Faced with the scale of the cost of living crisis in the United Kingdom, the new Prime Minister Liz Truss promised to announce measures on Thursday but ruled out taxing energy companies to finance them, during her first duel with the leader of the opposition.

The day after taking office in Downing Street, she assured MPs on Wednesday that she intended to face the “challenges” from the United Kingdom “at a vital time“. She said she would be back the next day with a plan to tackle soaring energy bills that are crushing households with inflation already over double digits. Until then remained silent on the concrete nature of her projects, Liz Truss, who in the campaign said she preferred tax cuts to redistribution, could decide according to the press on a freeze on energy bills – supposed to increase by 80 % starting at October.

Such a project could represent a massive cost approaching 200 billion euros. But the leader, during the first session of questions to the Prime Minister, hammered home her rejection of the exceptional tax on energy companies which Boris Johnson had resolved to help households.

The money has to come from somewhere“, challenged the leader of the Labor Party Keir Starmer. “She is the fourth Tory Prime Minister in six years, the face may change but the story remains the same“, he lamented, accusing him of wanting to put the burden of his plan on public finances rather than draining corporate profits.

Avoid tax increases

The truth is that this country will not find its way to growth through taxes (…) but by attracting investment, lowering taxes and acting faster“replied Liz Truss, rather comfortable in the exercise, highlighting the dangers of taxation”at the same level as France“.

Deliver» («To act“), this is what Liz Truss, a fervent 47-year-old liberal who regularly claims to be Margaret Thatcher, has been repeating tirelessly for two months. On Tuesday during her first speech at 10 Downing Street, she assured that the country could “out of the storm“, a formula taken up on Wednesday in a number of British newspapers.

The bet is not won for the former head of diplomacy, especially since she must no longer convince only the base of the Conservative party which elected her this summer, but address all the British. She came to power with very low popularity, two years into the legislative elections in which the Labor Party came out on top.
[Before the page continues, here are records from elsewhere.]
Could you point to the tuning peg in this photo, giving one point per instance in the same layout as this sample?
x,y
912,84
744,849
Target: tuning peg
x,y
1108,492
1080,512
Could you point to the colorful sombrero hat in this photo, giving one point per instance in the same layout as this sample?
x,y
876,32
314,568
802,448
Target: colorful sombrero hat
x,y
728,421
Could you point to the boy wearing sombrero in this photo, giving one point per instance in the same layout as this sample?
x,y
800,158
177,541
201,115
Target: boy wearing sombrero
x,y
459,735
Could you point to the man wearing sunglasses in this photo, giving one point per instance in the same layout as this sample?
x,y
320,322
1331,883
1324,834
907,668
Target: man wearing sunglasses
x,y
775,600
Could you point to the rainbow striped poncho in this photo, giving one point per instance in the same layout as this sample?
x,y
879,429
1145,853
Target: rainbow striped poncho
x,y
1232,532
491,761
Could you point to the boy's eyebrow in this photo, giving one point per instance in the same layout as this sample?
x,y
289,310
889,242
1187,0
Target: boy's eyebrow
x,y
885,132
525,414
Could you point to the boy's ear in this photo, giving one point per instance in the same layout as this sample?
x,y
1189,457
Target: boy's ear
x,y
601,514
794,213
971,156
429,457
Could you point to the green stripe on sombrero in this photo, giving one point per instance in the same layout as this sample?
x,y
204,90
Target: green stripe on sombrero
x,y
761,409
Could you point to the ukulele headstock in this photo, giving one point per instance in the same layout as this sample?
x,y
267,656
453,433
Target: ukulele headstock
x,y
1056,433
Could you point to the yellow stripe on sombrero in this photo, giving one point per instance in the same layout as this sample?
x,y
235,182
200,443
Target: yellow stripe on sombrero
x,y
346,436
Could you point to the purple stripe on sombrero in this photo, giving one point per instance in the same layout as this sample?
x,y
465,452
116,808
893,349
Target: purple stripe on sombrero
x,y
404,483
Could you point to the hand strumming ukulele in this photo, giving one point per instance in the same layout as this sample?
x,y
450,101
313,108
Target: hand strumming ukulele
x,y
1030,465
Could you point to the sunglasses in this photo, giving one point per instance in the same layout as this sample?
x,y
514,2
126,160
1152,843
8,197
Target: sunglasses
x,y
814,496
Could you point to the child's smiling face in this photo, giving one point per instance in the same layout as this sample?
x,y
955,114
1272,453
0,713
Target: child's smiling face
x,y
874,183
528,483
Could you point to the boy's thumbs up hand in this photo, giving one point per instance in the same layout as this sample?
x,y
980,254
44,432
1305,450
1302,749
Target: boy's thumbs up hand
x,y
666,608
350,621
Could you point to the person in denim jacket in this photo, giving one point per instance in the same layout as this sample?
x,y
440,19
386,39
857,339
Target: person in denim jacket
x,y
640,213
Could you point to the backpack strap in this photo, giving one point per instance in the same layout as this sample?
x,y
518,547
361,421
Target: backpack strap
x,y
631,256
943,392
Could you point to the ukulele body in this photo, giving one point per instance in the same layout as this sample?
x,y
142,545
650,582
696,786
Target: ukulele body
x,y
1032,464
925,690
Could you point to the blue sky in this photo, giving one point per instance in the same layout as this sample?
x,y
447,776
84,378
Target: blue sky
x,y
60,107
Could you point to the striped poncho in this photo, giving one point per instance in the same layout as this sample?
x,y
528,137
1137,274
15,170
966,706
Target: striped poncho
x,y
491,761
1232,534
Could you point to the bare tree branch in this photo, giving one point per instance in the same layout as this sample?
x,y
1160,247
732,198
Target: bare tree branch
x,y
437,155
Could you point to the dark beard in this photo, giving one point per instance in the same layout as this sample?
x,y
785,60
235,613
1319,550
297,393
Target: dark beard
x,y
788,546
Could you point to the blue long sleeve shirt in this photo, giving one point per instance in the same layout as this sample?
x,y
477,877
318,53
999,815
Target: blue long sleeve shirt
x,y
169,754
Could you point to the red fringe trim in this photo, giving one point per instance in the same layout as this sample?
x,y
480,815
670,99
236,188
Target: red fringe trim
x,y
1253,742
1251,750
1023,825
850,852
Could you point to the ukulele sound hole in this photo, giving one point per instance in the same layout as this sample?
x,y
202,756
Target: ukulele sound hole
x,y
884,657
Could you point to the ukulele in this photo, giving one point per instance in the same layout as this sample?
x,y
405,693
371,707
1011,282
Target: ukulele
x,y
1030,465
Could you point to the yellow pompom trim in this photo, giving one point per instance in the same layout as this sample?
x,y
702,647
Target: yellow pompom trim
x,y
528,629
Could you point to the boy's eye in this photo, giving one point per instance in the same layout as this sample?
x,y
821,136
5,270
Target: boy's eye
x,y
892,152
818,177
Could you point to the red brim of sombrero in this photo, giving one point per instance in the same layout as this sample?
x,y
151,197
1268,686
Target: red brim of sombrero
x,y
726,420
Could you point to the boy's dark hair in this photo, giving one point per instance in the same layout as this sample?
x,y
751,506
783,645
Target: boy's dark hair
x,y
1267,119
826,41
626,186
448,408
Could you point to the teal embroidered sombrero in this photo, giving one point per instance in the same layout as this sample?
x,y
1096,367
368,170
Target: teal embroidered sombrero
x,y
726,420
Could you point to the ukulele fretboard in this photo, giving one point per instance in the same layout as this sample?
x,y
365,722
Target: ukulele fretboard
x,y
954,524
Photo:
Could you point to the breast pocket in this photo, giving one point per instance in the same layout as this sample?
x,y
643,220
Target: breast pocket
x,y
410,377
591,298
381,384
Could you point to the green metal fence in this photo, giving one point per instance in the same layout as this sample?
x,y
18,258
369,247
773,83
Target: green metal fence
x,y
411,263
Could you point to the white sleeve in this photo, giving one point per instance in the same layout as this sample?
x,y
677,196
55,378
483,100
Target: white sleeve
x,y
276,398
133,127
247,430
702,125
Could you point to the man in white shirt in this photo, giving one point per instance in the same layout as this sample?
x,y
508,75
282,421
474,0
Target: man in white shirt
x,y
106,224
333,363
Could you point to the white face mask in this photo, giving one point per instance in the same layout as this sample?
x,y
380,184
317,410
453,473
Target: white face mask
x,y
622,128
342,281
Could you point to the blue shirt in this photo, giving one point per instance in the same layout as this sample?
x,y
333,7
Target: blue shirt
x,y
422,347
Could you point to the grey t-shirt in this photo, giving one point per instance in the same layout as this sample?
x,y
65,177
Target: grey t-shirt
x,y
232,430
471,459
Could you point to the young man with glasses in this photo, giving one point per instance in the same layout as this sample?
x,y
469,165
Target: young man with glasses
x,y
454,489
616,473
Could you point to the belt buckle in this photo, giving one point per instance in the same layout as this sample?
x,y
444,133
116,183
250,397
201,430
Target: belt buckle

While the majority of Conservative MPs would have preferred her rival Rishi Sunak to become head of government, she will also have to somehow bring together a divided party after 12 years in power.

Multiplication of strikes

She must also face a social unrest unprecedented since the Thatcher years, strikes multiplying in recent weeks in many sectors to demand wage increases to match inflation.

Barely named head of government during an audience with Queen Elizabeth II in Scotland, Liz Truss on Tuesday declined her “top three priorities“:”grow the economy» and tackle «the energy crisis caused by the war of (Vladimir) Putinas well as the problems of the public health system.

As the dispute with Brussels over Northern Ireland’s post-Brexit status threatens to harden, Liz Truss also said on Wednesday “determined“to work with”all partiesto resolve the crisis, saying they prefer a “negotiated solutionbut warning that she would not accept the status quo, given the political deadlock in the province.

After campaigning on the very right, Liz Truss was surrounded in the House of Commons by her loyal supporters whom she appointed to her cabinet, starting with her Minister of Finance, Kwasi Kwarteng, hitherto in charge of Enterprises and Energy and a supporter like her of a State with little intervention and a market economy.

For the first time, the three main cabinet positions will be filled by elected representatives from diversity – but who have come through the classic private education of the British elite. Besides the Chancellor of the Exchequer, Foreign Secretary James Cleverly has maternal roots in Sierra Leone, and Home Secretary Suella Braverman is of Indian descent.